Implementing the java.crac API
To use the API, you must identify any classes in your code that are considered resources. These are classes that need to be notified when a checkpoint is about to be made and when a restore has happened. We provide an eponymous interface, Resource, which you implement for the identified classes. There are only two methods, beforeCheckpoint()
and afterRestore()
. These are used as callbacks by the JVM. If you have a class reading data from a file, you can close the file in the beforeCheckpoint()
method (potentially also generating a checksum). In your afterRestore()
method, you can open the file again (using the checksum to determine if the file has changed since the checkpoint was made and take further appropriate action). The same applies to network connections. You can also use these methods to deal with a sudden change in the system clock, which might impact things like cache timeouts.
All Resources in your application must be registered with the JVM. This is achieved by obtaining a CRaC Context and using the register()
method. Although you can create your own Context, the simplest way is to use the global Context obtained via the Core class’s static getGlobalContext()
method.
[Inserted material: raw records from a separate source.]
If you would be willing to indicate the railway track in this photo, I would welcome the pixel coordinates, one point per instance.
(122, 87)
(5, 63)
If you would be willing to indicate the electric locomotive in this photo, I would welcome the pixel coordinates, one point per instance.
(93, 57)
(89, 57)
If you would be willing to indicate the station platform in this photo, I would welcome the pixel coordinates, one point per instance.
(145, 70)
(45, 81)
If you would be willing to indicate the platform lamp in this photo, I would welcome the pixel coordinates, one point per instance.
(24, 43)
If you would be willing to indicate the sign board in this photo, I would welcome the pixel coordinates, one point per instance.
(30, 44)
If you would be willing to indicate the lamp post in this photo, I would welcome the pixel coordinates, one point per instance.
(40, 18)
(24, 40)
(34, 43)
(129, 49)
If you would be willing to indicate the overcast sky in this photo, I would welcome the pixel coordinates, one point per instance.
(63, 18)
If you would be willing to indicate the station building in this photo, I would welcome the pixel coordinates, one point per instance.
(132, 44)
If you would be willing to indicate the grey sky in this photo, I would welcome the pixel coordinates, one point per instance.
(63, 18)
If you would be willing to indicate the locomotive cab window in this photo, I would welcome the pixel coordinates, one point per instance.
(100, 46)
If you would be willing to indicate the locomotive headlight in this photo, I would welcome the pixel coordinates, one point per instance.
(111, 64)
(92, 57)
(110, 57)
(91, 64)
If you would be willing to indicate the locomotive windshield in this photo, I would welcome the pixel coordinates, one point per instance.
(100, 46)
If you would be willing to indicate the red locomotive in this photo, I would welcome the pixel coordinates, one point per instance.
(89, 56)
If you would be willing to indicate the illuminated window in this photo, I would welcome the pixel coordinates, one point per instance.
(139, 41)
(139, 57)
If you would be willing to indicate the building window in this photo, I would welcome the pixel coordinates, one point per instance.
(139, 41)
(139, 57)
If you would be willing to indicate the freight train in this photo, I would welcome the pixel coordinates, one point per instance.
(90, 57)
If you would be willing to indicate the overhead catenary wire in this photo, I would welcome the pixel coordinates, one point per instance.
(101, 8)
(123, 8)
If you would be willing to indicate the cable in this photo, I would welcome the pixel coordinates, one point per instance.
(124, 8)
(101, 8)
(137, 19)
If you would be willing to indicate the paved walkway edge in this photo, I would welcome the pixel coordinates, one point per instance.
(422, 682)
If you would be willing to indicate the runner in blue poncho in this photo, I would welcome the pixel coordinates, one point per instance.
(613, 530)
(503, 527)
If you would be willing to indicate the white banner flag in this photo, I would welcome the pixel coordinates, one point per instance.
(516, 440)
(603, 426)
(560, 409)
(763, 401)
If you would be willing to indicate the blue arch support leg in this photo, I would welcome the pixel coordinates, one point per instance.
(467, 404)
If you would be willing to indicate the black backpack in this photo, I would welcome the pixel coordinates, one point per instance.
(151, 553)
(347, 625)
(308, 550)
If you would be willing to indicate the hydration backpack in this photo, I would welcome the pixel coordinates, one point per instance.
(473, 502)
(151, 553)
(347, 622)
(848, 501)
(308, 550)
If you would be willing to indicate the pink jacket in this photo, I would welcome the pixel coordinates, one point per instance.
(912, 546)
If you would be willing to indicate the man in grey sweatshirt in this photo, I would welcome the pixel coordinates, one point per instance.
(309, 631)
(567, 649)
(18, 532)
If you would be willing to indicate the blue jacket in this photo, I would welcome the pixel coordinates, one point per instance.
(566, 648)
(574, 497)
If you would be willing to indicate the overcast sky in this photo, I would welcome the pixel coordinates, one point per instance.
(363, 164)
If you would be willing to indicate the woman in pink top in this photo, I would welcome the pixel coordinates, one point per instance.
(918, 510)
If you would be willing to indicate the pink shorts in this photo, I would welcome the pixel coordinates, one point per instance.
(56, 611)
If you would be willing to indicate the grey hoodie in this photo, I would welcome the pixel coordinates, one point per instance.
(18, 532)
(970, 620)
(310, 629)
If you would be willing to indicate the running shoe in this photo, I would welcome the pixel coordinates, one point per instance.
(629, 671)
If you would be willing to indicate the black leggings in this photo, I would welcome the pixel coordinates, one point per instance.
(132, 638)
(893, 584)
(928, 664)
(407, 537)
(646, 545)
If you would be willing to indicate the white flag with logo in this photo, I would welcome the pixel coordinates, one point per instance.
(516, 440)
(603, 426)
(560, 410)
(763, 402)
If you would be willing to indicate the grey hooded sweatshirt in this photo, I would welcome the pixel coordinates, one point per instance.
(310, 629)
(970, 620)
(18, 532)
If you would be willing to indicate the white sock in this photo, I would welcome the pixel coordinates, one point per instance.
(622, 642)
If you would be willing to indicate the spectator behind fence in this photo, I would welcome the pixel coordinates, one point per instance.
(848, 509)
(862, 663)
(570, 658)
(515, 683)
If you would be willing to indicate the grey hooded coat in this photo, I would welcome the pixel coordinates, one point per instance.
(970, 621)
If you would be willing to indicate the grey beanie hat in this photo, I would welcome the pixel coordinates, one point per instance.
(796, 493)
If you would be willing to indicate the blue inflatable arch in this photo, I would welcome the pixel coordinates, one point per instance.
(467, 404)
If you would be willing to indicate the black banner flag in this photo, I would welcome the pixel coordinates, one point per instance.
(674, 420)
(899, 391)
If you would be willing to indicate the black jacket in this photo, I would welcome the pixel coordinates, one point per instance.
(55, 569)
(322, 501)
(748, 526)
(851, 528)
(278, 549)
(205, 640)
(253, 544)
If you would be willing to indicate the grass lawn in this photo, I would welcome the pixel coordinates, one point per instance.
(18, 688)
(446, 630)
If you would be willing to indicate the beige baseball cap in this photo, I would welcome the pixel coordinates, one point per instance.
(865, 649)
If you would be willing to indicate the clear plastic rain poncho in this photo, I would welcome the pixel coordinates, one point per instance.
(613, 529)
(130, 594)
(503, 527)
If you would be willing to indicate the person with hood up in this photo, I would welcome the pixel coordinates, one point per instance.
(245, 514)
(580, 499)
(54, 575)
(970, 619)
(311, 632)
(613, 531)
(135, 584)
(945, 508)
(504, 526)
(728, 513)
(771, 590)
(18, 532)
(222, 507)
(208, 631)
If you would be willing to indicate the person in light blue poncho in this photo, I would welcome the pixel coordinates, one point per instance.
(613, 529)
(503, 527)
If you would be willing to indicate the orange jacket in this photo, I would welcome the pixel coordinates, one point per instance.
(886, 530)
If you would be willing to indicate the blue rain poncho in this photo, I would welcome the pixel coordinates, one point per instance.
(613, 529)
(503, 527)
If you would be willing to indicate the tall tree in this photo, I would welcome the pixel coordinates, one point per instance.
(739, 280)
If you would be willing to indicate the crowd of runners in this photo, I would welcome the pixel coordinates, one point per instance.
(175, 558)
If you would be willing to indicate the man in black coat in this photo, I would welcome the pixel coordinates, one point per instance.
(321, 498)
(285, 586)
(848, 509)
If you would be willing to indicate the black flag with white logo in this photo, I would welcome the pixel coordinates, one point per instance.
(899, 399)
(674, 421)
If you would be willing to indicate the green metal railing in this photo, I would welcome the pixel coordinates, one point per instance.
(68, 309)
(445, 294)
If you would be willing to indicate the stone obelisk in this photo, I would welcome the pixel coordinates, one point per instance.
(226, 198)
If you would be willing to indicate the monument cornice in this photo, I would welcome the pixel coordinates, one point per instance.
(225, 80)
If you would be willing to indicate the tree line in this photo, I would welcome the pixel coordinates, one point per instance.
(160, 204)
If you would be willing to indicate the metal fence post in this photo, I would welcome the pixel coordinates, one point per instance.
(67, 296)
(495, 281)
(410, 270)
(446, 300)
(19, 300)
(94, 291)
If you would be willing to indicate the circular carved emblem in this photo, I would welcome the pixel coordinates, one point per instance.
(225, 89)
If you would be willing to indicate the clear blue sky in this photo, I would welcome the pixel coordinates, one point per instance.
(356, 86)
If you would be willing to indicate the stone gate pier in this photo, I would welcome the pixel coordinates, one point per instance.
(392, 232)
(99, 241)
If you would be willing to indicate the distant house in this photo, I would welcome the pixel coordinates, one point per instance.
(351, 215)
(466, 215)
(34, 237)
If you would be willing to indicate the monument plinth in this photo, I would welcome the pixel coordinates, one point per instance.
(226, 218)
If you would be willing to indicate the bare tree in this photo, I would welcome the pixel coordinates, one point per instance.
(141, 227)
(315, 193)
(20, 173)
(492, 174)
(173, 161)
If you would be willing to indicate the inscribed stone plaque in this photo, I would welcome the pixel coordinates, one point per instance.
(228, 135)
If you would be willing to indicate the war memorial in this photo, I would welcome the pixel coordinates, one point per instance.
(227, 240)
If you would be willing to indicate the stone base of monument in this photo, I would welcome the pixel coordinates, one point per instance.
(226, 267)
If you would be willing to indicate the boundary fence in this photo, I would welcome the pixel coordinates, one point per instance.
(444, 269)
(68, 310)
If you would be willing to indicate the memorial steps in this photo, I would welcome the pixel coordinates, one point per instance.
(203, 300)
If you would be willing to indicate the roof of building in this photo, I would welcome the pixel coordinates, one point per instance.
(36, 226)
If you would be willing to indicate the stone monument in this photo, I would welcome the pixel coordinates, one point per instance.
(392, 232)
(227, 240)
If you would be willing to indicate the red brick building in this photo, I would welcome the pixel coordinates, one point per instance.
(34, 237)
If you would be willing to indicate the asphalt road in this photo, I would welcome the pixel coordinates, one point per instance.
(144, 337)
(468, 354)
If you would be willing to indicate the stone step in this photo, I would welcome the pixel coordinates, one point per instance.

One other detail is that the order you register your Resources will be the order the beforeCheckpoint methods will be called. However, the afterRestore methods will be called in the opposite order. This simplifies things if there is a particular sequence in which things need to be prepared for a checkpoint; when restoring, you have a predictable inverse sequence. That’s really all there is to the co-ordinated part of this.
Generating a Checkpoint with CRaC
There are two ways to generate a checkpoint. The first is from outside the JVM and uses jcmd
with the JDK.checkpoint
command. This will initiate the checkpoint and store all the required files in the $HOME/crac-files directory
. Most of these files will be very small, only a few Kb in size. However, be aware that if you have a well-filled large heap, you will get some big files. To restore from a checkpoint, use the command:
java -XX:CRaCRestoreFrom=$HOME/crac-files/
The second way to create a checkpoint is programmatically. Add a call to Core.checkpointRestore()
where you want this to happen. The method will return when the restore has been completed.
As part of this project, we have created a proof-of-concept build of JDK 17, which can be accessed here. The results from this are very promising. We tested a sample Spring Boot application and in the test environment, this took roughly four seconds before processing the first operation. Using a checkpoint of the running, warmed up application, we restored it and were able to get to the first operation in 40ms. That’s two orders of magnitude faster!
Continuing Development of the CRaC Project
We welcome feedback on this project and encourage others to participate in its development through the OpenJDK. There are still some details to refine, so it’s not yet production-ready. Until we find a way of making this work on other platforms like Windows and macOS, it is unlikely to become part of the mainstream JDK. We’ve deliberately made the API agnostic to the JVM implementation to ensure that other systems for creating a checkpoint and restoring are easy to integrate.
If you want a superfast startup for your Java applications without warmup time or resources, why not try Java on CRaC?